Initial thoughts for architecture
My first thoughts were to have a centralised table of TAGS. This table would list all of the available tags using a TagID field & a TagName field. Since each item can have many tags and each tag can have many items, I would need a MANY-TO-MANY relationship between each item table and the TAGS table.
For Example:
Many COMMENTS can have many TAGS.
Many TAGS can have many COMMENTS.
Many ARTICLES can have many TAGS.
Many TAGS can have many ARTICLES.
etc.....
Current Understanding
From previous experience I understand that a way of implementing this structure in T-SQL is to have an ajoining table between the COMMENTS table and the TAG table. This ajoining table would contain the CommentID & the TagID, as well as its own unique CommentTagID. This structure would also apply to all other items.
Questions
Firstly is this the right way to go about implementing such a database architecture? If not, what other methods would be feasible? Since the database will eventually contain a lot of information, I need to ensure that it is scalable. Is this a scalable implementation?

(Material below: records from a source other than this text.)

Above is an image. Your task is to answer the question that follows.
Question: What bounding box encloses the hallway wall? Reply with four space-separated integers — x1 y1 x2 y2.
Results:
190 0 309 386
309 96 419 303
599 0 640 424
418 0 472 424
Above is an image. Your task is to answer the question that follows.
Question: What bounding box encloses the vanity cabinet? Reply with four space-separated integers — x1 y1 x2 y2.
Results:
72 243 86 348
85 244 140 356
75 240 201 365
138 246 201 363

If I had lots of these tables would this architecture make CRUD operations very slow?
Should I use GUIDs or Incrementing INTs for the ID fields?
Help & suggestions would be appreciated greatly.
Thankyou.
You may also want to look at WordPress schema and database description to see how others are solving a similar problem.

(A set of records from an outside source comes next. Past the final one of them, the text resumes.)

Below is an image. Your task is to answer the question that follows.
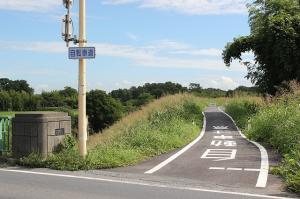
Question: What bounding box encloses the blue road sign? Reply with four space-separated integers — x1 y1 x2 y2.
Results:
69 47 96 59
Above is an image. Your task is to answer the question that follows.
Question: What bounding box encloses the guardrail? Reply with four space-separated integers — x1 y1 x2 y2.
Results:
0 116 12 153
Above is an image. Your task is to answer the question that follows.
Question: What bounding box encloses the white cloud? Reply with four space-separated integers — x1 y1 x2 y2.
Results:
195 76 249 90
103 0 139 4
220 76 239 89
0 0 60 12
102 0 248 15
127 33 139 41
172 48 222 56
114 80 134 89
35 84 50 93
0 40 248 71
0 41 66 53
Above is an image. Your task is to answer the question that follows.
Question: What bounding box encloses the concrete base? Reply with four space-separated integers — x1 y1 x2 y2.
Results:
12 112 71 157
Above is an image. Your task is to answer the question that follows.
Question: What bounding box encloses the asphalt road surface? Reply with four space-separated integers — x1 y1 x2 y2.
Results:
0 168 294 199
0 105 296 199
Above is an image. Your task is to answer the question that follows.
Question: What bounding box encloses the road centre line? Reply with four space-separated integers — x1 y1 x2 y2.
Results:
144 112 207 174
218 107 269 188
0 168 291 199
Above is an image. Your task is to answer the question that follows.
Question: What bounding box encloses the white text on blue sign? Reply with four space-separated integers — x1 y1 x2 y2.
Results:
69 47 96 59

Keeping a centralized table of tags is a good idea if you will ever need to do one of the following:
Build a complete list of all tags (that is mixing blog tags, comment tags and article tags)
Update the tags so that they get updated everywhere: so that when you change sqlserver to sql-server, it gets changed anywhere: in blogs, articles and comments.

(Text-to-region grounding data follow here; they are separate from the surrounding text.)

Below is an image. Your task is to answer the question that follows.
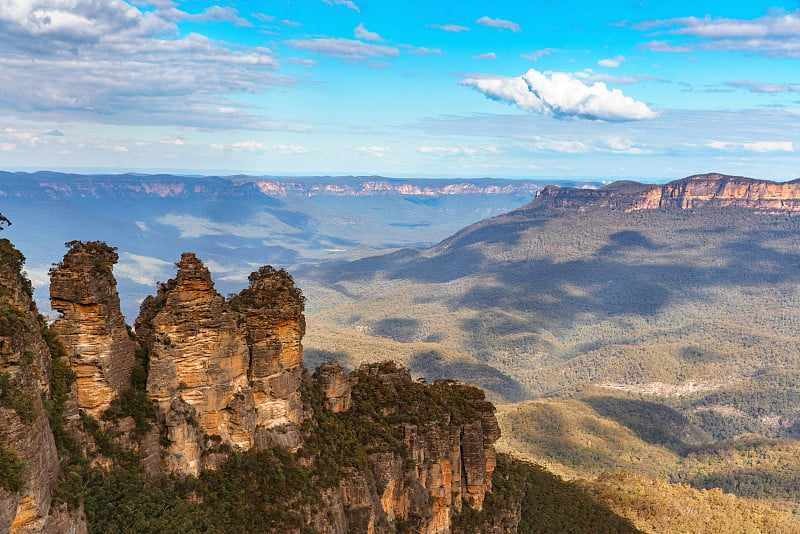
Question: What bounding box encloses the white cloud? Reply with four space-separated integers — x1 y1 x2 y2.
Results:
531 136 650 154
211 141 265 153
461 69 658 121
522 48 561 60
135 221 149 231
323 0 360 13
407 46 441 55
270 144 308 154
115 252 173 286
708 140 794 152
640 40 694 53
727 80 800 93
285 38 399 60
354 23 382 42
426 24 470 32
0 142 15 151
637 10 800 57
0 1 296 129
418 145 501 157
598 55 625 67
476 16 521 33
112 145 128 152
357 146 390 157
473 52 497 60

Option 1 is very useful to build the tag clouds so I'd recommend to build a table of tags and reference it from your tables.
If you won't ever need to update the tags as described in the option 2, you don't ever need surrogate key for them.
You will most probably need a UNIQUE constraint on them anyway and there is no point not to make it a PRIMARY KEY, if you are not going to update them.
This will also save you lots of joins: you don't need to join with the tags table to show the tags.
GUIDs are more simple to manage, but theу make the indexes and link tables quite large in size.
You can assign a numerical identifier to each table and link like this:
tTag (tag VARCHAR(30) NOT NULL PRIMARY KEY)
tTaggable (type INT NOT NULL, id INT NOT NULL, PRIMARY KEY (type, id))
tTagLink (
tag VARCHAR(30) NOT NULL FOREIGN KEY REFERENCES tTag,
type INT NOT NULL, id INT NOT NULL,
PRIMARY KEY (tag, type, id),
FOREIGN KEY (type, id) REFERENCES tTaggable
)
tBlog (
id INT NOT NULL PRIMARY KEY,
type INT NOT NULL, CHECK(type = 1),
FOREIGN KEY (type, id) REFERENCES tTaggable,
…)
tArticle (
id INT NOT NULL,
blog INT NOT NULL FOREIGN KEY REFERENCES tBlog,
type INT NOT NULL, CHECK(type = 2),
FOREIGN KEY (type, id) REFERENCES tTaggable,
…)
tComment (
id INT NOT NULL PRIMARY KEY,
article INT NOT NULL FOREIGN KEY REFERENCES tArticle,
type INT NOT NULL, CHECK(type = 3),
FOREIGN KEY (type, id) REFERENCES tTaggable,
…)
Note that if you want to delete a blog, an article or a comment, you should delete from tTaggable as well.
This way, tTaggable is only used to ensure the referential integrity. To query all tags for an article, you just issue this query:
SELECT tag
FROM tTagLink
WHERE type = 2
AND id = 1234567
, so you get all tags by querying a single table, without any joins.
usually many-to-many relationship implemented exactly as you describe it.
Auto-incrementing IDs it is good idea since it guarantee that they will be unique.
And you can use guids if you want to tag comments and articles with the same tag(instead of 6 tables you need just 5). But searching with guids may be more slow.